The Fifth Column

Raker wants to know how she can help:

That is, how do bookstores and chains learn about a newly published book, and, what can the 5th column do about it?

The regular bookstores and chains will hear about it, in fact, most of their buyers have probably already ordered it. What you can do is let the CBA bookstores know that this is a book which might be of some interest to their customers since the publisher is secular and won’t be marketing directly to them. Taking a page from Richard Dawkins, I’ll be preparing a pair of flyers in the next few weeks which you can download and print out; one will be for Christian institutions, the other will be for secular ones and public places. If you’d like to spread a few of those around, that would be great.

Another thing you can do is to save a few dollars for the book surge which will be organized as per the OC’s direction when the book comes out. I know a lot of you have already pre-ordered the book, but I’d encourage you to consider participating in the surge anyhow and giving your extra copy away to a church leader or Christian radio station in the area. I was really surprised at how many of you participated in the RM test and bought a book that you didn’t need or intend to read. (To say nothing of the fact that it’s available in two ebook formats right here.)

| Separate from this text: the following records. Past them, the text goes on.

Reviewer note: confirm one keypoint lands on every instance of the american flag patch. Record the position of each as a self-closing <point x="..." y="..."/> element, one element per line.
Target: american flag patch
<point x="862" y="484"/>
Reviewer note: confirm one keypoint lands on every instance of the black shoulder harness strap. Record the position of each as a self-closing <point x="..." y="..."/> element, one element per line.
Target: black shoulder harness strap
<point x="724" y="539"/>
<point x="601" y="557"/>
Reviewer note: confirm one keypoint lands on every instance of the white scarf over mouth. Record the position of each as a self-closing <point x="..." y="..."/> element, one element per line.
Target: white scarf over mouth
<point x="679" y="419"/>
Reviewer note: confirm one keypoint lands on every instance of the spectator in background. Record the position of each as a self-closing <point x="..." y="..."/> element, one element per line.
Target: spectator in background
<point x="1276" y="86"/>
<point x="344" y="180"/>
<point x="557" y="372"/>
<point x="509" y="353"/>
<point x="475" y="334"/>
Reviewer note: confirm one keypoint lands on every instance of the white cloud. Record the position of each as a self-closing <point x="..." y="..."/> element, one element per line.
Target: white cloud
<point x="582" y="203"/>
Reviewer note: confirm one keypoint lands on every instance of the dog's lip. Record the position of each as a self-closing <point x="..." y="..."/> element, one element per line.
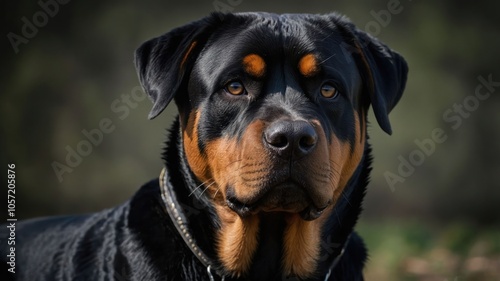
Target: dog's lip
<point x="309" y="212"/>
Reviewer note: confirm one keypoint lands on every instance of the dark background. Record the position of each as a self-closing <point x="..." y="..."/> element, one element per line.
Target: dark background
<point x="441" y="223"/>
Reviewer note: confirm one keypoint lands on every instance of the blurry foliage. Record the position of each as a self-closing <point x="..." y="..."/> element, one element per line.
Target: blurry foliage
<point x="407" y="250"/>
<point x="67" y="77"/>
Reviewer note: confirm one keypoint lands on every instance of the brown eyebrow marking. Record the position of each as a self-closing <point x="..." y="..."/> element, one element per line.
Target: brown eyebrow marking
<point x="254" y="65"/>
<point x="308" y="65"/>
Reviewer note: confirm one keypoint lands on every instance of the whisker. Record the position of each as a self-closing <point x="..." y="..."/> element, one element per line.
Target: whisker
<point x="198" y="187"/>
<point x="207" y="188"/>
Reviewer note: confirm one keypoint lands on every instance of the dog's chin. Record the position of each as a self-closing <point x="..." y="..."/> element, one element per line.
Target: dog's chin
<point x="284" y="198"/>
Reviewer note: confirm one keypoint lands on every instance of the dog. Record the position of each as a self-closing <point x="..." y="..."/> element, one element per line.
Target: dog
<point x="266" y="165"/>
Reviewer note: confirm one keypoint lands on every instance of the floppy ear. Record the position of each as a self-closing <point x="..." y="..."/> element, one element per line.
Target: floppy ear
<point x="386" y="73"/>
<point x="163" y="63"/>
<point x="383" y="71"/>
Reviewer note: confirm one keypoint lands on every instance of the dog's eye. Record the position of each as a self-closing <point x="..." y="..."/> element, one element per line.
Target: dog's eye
<point x="329" y="91"/>
<point x="235" y="88"/>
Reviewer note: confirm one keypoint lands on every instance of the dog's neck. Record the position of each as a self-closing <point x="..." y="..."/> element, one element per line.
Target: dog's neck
<point x="267" y="257"/>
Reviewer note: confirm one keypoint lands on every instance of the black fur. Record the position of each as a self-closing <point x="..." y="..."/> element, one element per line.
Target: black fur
<point x="137" y="240"/>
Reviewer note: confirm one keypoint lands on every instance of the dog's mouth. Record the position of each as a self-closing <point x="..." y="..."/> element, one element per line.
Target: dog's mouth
<point x="288" y="197"/>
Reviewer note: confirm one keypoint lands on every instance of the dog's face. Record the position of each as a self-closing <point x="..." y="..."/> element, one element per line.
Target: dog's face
<point x="272" y="119"/>
<point x="272" y="107"/>
<point x="272" y="111"/>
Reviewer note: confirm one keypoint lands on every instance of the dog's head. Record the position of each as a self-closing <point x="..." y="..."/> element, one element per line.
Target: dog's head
<point x="273" y="112"/>
<point x="272" y="107"/>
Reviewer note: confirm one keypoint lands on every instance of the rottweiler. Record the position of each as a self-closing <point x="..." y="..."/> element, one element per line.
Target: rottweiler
<point x="265" y="167"/>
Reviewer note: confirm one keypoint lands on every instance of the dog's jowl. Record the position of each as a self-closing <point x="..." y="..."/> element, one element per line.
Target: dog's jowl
<point x="265" y="167"/>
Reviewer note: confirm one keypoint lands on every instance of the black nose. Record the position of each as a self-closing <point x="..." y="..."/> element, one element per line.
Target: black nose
<point x="290" y="138"/>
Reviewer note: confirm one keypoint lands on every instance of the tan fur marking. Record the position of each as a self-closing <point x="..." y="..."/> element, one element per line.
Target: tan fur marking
<point x="254" y="65"/>
<point x="237" y="237"/>
<point x="196" y="161"/>
<point x="345" y="158"/>
<point x="308" y="66"/>
<point x="237" y="240"/>
<point x="186" y="55"/>
<point x="301" y="246"/>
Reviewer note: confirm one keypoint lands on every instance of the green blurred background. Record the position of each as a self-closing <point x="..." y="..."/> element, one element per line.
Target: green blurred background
<point x="439" y="221"/>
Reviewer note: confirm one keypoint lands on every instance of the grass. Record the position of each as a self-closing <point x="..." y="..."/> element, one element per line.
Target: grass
<point x="414" y="251"/>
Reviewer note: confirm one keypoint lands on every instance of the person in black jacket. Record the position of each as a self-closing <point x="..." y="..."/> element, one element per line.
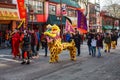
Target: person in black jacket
<point x="26" y="48"/>
<point x="77" y="40"/>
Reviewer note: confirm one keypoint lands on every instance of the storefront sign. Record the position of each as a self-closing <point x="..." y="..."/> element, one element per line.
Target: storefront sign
<point x="21" y="8"/>
<point x="63" y="9"/>
<point x="8" y="14"/>
<point x="74" y="21"/>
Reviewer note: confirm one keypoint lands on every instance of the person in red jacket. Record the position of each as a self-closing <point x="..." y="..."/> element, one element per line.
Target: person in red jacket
<point x="15" y="44"/>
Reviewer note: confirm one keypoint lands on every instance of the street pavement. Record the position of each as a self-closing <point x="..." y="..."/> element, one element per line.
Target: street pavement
<point x="85" y="68"/>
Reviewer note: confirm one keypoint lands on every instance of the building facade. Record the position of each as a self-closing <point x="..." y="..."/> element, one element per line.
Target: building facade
<point x="8" y="17"/>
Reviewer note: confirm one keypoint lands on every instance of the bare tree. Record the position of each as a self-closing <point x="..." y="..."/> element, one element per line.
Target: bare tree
<point x="113" y="7"/>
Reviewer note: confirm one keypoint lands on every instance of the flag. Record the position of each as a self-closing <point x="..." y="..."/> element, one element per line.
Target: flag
<point x="68" y="27"/>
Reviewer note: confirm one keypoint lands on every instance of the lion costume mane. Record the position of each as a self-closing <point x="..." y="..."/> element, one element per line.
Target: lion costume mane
<point x="56" y="46"/>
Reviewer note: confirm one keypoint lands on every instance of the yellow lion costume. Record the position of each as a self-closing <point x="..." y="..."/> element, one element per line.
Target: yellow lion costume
<point x="55" y="46"/>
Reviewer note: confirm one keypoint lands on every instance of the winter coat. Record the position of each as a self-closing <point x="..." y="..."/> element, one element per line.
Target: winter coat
<point x="27" y="42"/>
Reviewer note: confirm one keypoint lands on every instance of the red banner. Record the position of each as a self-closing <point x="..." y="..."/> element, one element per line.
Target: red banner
<point x="22" y="9"/>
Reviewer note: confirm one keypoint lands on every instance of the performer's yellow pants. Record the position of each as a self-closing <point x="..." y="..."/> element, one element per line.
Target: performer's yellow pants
<point x="107" y="47"/>
<point x="113" y="44"/>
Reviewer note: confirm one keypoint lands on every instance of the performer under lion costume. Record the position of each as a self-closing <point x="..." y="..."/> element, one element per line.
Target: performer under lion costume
<point x="55" y="46"/>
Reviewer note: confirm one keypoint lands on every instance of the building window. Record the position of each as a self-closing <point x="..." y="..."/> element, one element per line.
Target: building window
<point x="52" y="9"/>
<point x="71" y="13"/>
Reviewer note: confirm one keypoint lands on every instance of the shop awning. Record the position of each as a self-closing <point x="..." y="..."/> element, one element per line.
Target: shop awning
<point x="107" y="27"/>
<point x="53" y="19"/>
<point x="68" y="2"/>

I think I can safely say that TIA will make the biggest impact on the sort of individual who regards any of the New Atheist’s books as being somehow meaningful. Atheists and agnostics who think as little as I do of Dawkins and company will be unimpressed, Christians who have never heard of them will be a little bewildered and those who are looking for a theological dissertation will be disappointed. The book is a dissection of atheism – or as one reader put it, a vivisection – it is not a rewrite of the Bible or a Christian apology. It may be best suited for nominally Christian college students who are meeting the first serious test of their faith and tend to be a little too overimpressed by the novelty of old ideas that are new to them.